Either way—"fixed" or "fixed around"—Bush and his aides had decided to let policy shape intelligence, not the other way around; they were explicitly politicizing intelligence.

But that doesn't necessarily mean they thought their claims were false. ... They just knew Saddam had WMD, and if the facts didn't quite prove he did, they would underscore and embellish the tidbits that came close. ...

Does this distinction matter? If all you want to know is whether Bush was deceptive, no; he was deceptive. If you want to know how government works, how officials make bad mistakes, yes; it matters a lot.

See how Kaplan minimizes the crux of the issue? "If all you want to know is whether Bush was deceptive..." If all you want to know... The subtext: well shoot, is that all? Big whoop. Oh you simple little unsophisticated citizen. Look, we should be talking about more important things than whether he lied. Like, how government makes mistakes. So he lied (shrug). What else is new?

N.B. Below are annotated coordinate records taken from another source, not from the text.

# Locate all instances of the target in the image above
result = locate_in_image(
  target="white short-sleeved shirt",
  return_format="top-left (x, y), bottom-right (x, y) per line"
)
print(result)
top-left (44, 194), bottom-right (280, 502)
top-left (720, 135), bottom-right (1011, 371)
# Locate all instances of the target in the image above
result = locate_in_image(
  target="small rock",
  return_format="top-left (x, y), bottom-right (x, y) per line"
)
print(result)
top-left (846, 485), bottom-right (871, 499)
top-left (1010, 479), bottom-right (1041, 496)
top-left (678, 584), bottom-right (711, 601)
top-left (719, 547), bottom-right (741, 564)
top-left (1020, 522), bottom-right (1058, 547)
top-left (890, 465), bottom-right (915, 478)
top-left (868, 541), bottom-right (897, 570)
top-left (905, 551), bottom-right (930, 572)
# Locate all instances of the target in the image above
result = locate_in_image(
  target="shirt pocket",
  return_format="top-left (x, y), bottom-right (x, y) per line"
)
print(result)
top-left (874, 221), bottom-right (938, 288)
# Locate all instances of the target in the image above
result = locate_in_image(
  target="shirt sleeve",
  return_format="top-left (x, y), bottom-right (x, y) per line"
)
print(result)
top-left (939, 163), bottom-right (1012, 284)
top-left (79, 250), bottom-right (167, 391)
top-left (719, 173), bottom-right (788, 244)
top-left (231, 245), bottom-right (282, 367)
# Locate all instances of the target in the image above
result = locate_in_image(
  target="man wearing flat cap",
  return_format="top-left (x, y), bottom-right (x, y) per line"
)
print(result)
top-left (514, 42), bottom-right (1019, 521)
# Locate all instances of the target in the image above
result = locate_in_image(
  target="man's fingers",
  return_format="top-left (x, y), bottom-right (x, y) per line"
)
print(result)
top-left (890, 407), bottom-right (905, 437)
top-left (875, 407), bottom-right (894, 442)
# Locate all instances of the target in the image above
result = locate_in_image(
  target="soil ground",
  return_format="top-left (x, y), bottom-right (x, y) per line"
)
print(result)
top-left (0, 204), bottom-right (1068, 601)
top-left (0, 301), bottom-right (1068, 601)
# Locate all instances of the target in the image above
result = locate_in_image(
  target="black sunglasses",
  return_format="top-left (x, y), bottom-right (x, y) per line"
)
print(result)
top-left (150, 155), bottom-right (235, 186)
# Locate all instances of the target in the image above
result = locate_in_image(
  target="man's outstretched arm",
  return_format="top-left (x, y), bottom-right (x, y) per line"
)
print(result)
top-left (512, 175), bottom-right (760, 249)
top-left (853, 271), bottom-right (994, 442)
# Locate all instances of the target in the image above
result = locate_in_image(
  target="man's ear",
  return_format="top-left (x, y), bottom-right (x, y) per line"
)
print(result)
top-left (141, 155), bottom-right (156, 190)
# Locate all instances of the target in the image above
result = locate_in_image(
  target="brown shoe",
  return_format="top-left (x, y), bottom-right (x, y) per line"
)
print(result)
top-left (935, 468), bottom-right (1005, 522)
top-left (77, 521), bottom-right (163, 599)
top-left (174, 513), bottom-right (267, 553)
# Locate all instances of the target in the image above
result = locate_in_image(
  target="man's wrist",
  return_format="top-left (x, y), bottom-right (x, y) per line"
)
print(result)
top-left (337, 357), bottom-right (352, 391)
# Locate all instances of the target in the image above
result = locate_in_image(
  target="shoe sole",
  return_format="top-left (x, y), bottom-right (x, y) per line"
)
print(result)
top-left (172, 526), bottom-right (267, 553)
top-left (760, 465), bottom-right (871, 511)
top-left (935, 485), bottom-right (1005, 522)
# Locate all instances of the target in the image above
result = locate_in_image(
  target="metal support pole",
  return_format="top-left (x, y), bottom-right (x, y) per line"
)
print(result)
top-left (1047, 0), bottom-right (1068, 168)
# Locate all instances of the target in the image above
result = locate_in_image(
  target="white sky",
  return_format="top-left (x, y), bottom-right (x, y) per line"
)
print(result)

Being concerned about how government officials make bad mistakes is not the crux of the charge against Bush. The crux is what Kaplan euphemistically calls "deception" - i.e., lies. Bush had a policy of war against Iraq long before he implemented it, and he "fixed" the intelligence to support the policy. Kaplan understands this, but somehow he seems to think it doesn't really matter because Bush thought, wrongly, that Saddam had WMD.

So he couldn't prove it. So what. He thought the WMD were there. So he repeatedly and passionately told the American people what amounted to lies, and had his cabinet officials do the same. He enlisted the support of rightwing radio and TV talk show hosts, had an entire network at his disposal, sent his Secretary of State off to the UN to repeat the lies.

They were lies because they were not facts; the intelligence simply did not support his beliefs. So he fixed the intelligence to fit his beliefs. That's beyond mere deception because of the result: war.

Bush was in a state of cognitive dissonance - he lied to himself and lied to us - and in thrall of such willful delusion he led us into war and is directly responsible for the deaths and maiming of tens of thousands of people, and made all of our citizens complicit in this mass murder.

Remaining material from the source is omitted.